New Delhi: In what may provide a fillip to the nascent power trading market in the country, the Central Electricity Regulatory Commission (CERC), India’s apex power sector regulator, has proposed raising the cap on power trading margin substantially.
A draft notification posted by CERC on its website for public discussion has recommended raising the present cap by 3 paise to 7 paise on sales undertaken at a rate higher than Rs3 per unit of power. Since the average rate at which power is traded at the moment is Rs4 per unit, the proposed changes will affect most of the transactions.
The proposal will be discussed by various stakeholders. If implemented, it will benefit companies such as PTC India Ltd, India’s largest power trading company, and NTPC Vidyut Vyapar Nigam Ltd, among others.

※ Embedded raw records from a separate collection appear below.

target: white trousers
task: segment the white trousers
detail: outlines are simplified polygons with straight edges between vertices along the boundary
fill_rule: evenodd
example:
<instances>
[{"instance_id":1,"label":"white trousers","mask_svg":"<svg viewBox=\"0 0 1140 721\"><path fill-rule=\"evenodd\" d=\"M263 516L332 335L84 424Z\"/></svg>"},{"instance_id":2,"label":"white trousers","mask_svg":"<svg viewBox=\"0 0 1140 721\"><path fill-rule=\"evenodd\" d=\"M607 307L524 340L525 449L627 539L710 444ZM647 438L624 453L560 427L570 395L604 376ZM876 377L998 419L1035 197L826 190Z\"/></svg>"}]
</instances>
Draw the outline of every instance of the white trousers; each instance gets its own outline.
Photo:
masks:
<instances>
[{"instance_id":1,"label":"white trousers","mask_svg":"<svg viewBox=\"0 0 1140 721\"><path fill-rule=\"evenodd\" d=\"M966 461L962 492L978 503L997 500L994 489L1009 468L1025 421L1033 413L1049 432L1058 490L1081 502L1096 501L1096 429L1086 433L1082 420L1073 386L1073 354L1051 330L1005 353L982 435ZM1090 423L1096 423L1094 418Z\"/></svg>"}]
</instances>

The move comes at a time when the Supreme Court has reserved its judgement on the regulator’s earlier decision on the cap, dating back to January 2006, which is being contested by power trading firms. Trading had stagnated because of the cap of 4 paise per unit on trading margins stipulated by CERC.
“We have floated the draft. We will have a public hearing and then we will have a view. While there were historical reasons for putting the 4 paise cap, a study was done to review it,” said Pramod Deo, chairman of CERC.
According to the draft notification, CERC has proposed that “the licensee shall not charge trading margin exceeding 1.5% of its sale price, subject to a maximum of 7 paise/kWh when the sale price exceeds Rs3/kWh.”
Mint had reported on 10 February about the regulator’s decision to review the 4 paise a unit cap on power trading margins.
CERC had imposed this cap to check the prices of short-term power to prevent traders from making supernormal profits. India faces an electricity shortage of 12% during peak demand.
“It is a draft regulation for which comments have been invited by 10 November. We will give our comments,” said Tantra Narayan Thakur, chairman and managing director of PTC India. “Unless and until the final regulations are approved, we cannot make any estimate on how this will improve our margins. Further, this case is sub judice in the Supreme Court.”
PTC India, which has a 46% share in the power trading market, has tried to work around the lack of trading activity by diversifying into other areas such as importing coal and taking stakes in power projects, as reported by Mint on 18 April 2007 and 12 February 2007.
Though 42 power trading licences have been issued since 2004, only 13 of these actually traded in power in 2007-08, according to CERC.
“If this regulation is implemented, anyone who sells power at rates above Rs3 per unit will see a marginal increase in revenue,” said a head of a power trading firm, who did not want to be identified.
Said Kuljit Singh, a partner at audit and consulting firm Ernst and Young: “It’s a good measure to promote trading firms. However, a lot of trading firms are bypassing the trading cap.”
PTC’s shares soared 20.82% to Rs105.05 on the Bombay Stock Exchange on Wednesday, as the benchmark Sensex rose 1.20% to 17,231.11 points.